Given the series ${a_n}$ : $a_n= \sum _{k=1}^{n}{\frac { \left( -1 \right) ^{k}}{{3}^{k}+\sqrt {k}}}$ prove that ${a_n}$ converges.

So far this is what I've done: I've split this into 2 sub-series: $k=2n$ and $k=2n+1$

for $(k=2n)$ I get: $\sum _{k=1}^{n} \left( {3}^{k}+\sqrt {k} \right) ^{-1} = 0$ (as k goes to infinity the whole series converges to 0)

for $(k=2n+1)$ I get:

$\sum _{k=1}^{n}- \left( \left( {3}^{k} \right) ^{-1}+\sqrt {-k} \right) ^{-1}$ (which also converges to 0 as k approaches to infinity)
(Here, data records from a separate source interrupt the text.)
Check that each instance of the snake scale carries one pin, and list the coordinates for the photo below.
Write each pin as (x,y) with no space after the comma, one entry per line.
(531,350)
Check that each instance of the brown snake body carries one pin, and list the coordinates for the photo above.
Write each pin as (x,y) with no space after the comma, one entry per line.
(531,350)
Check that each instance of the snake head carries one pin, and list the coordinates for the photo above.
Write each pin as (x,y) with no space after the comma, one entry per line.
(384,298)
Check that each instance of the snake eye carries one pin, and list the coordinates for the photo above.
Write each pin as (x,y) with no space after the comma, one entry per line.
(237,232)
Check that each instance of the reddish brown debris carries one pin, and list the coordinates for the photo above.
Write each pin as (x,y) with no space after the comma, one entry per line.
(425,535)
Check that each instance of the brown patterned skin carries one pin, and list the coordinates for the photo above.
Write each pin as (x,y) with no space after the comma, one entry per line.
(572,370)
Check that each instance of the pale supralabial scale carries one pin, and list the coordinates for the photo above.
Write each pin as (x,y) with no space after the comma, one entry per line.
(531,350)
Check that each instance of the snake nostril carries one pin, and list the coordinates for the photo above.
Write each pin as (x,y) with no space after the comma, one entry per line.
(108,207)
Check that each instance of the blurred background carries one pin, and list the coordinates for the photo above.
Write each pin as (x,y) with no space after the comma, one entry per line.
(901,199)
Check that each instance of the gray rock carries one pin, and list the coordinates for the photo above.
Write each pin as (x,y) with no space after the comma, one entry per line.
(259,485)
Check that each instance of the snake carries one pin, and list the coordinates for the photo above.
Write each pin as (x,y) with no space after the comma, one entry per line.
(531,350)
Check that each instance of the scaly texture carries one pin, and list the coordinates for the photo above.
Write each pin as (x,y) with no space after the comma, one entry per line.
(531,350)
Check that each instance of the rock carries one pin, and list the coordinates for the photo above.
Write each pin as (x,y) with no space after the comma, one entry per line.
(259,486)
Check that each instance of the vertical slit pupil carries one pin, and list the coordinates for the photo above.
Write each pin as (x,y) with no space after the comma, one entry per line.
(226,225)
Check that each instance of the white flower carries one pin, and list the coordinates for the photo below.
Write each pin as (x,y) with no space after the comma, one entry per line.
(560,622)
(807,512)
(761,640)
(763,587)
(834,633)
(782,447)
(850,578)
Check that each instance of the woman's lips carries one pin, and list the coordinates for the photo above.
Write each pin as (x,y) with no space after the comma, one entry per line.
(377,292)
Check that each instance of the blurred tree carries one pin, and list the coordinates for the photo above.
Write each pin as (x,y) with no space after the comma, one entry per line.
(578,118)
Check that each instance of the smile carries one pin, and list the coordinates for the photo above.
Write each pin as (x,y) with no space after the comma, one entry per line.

Since both subs-series of $a_n$ converge to the same value, $0$, $a_n$ converges, in particular to $0$.

I'm not sure if this is a tight enough proof since maybe by chance it works out here specifically. I also checked separate limits as k approaches $-\infty$. They both converge to $0$ for each sub-series. What am I missing? Thanks.

  • 1
    Don't write $k=2n$ when the letter $n$ is already in use. Additionally, don't write $\sum_{k=1}^n$ if you mean to only sum over odds or evens in particular. Lastly: (a) how can a sum of positive numbers equal $0$, and (b) how are you getting *negative* $k$ in your sum over odd $k$?2012-02-02

2 Answers 2

2

$ |a_n| \le \sum_{k=1}^n \frac{ 1}{3^k + \sqrt k} \le \sum_{k=1}^n \frac{1}{3^k - \frac 12 3^k} < 2 \sum_{k=1}^n \left( \frac 13 \right)^k $ which converges because this is a geometric series. Since $a_n$ converges absolutely it converges conditionally.

You could also use Leibniz's criterion, which states that if a series has leading term $(-1)^k b_k$ with $b_k \to 0$, then $\sum (-1)^k b_k$ converges. The fact that $b_k = \frac 1{3^k + \sqrt k} \to 0$ is clear enough.

EDIT : As the comments pointed out, I didn't remember at the time all the hypothesis of Leibniz's Criterion, which are that on top of what I said, the $b_k$'s must be, up to some $N$, non-negative and decreasing.

Hope that helps,

  • 0
    Okay guys, sorry if I didn't remember all the hypothesis. It's good that you pointed them out, but my point was mostly that you could use the criterion, not that I wanted to describe it completely.2012-02-02
1

You can use Leibniz's Rule for alternating series.

If $\{ a_n\}$ is a monotonic decrasing sucesion of numbers, the alternate series converges, and if $S$ is the sum, then, for every $n > 0$: $ 0 < (-1)^n (S-s_n) < a_{n+1}$ and $0 < S < a_1$

Thus your series converges, and you can calculate it's sum approximately with the first inequality.